Lawyers who have fallen behind the times often try what probably seems like a good solution: hire a young digital native and give them the job of updating the firm’s technology.
That isn’t always the intent. But as many young lawyers have found out, the “computer stuff” often falls into their laps.
While it’s true that young lawyers are much more comfortable with smartphones and social media than the average lawyer-of-a-certain-age, there is no reason to assume they are competent to do everything that involves a computer. Young lawyers may understand Snapchat, but good luck asking them to format a Word document properly, encrypt an email, or create a paperless workflow. Those aren’t skills picked up while posting selfies to Instagram (though you might have a slight advantage the next time you need to introduce a tweet into evidence).
Legal tech competence must be deliberately acquired—ideally by every lawyer and staff member at the firm. You can outsource IT to a professional, but even then you need to be competent enough to understand the advice you are given.

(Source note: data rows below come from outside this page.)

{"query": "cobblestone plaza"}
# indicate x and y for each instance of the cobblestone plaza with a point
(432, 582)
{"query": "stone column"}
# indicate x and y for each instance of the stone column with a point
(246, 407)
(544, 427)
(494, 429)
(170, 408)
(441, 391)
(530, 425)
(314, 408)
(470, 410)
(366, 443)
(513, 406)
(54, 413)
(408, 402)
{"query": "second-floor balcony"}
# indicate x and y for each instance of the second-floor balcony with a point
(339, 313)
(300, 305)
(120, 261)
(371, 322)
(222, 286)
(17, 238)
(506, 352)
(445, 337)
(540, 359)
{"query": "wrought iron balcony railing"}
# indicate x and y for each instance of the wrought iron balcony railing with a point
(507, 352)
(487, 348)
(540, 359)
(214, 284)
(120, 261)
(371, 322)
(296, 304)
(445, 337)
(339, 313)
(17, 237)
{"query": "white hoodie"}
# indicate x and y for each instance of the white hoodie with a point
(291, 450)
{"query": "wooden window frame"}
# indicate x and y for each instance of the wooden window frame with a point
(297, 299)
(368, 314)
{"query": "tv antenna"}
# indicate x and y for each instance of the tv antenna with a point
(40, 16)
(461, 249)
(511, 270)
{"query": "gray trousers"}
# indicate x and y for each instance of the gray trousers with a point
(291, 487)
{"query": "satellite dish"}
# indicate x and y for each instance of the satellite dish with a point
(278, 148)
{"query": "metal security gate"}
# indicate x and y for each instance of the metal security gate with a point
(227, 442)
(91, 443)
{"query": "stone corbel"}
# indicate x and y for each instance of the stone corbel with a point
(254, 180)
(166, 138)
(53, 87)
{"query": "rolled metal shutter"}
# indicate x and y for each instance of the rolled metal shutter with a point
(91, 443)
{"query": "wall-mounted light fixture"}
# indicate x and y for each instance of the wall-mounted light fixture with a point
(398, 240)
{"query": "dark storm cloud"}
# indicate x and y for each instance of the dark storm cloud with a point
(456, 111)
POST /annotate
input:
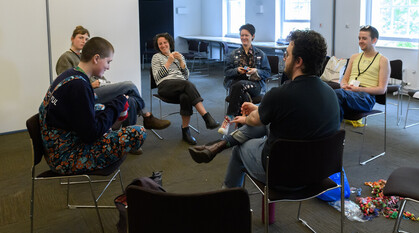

You can’t meet your obligation to be technologically competent if you don’t understand your IT consultant’s recommendations. Or the recommendations of your young associate.
But while you shouldn’t force your young associate to be the firm’s de facto IT consultant, you should listen when they (or anyone else who works at or with your firm) complain about your hardware, software, or systems. Young associates may be extra sensitive to areas where you or your firm need improvement.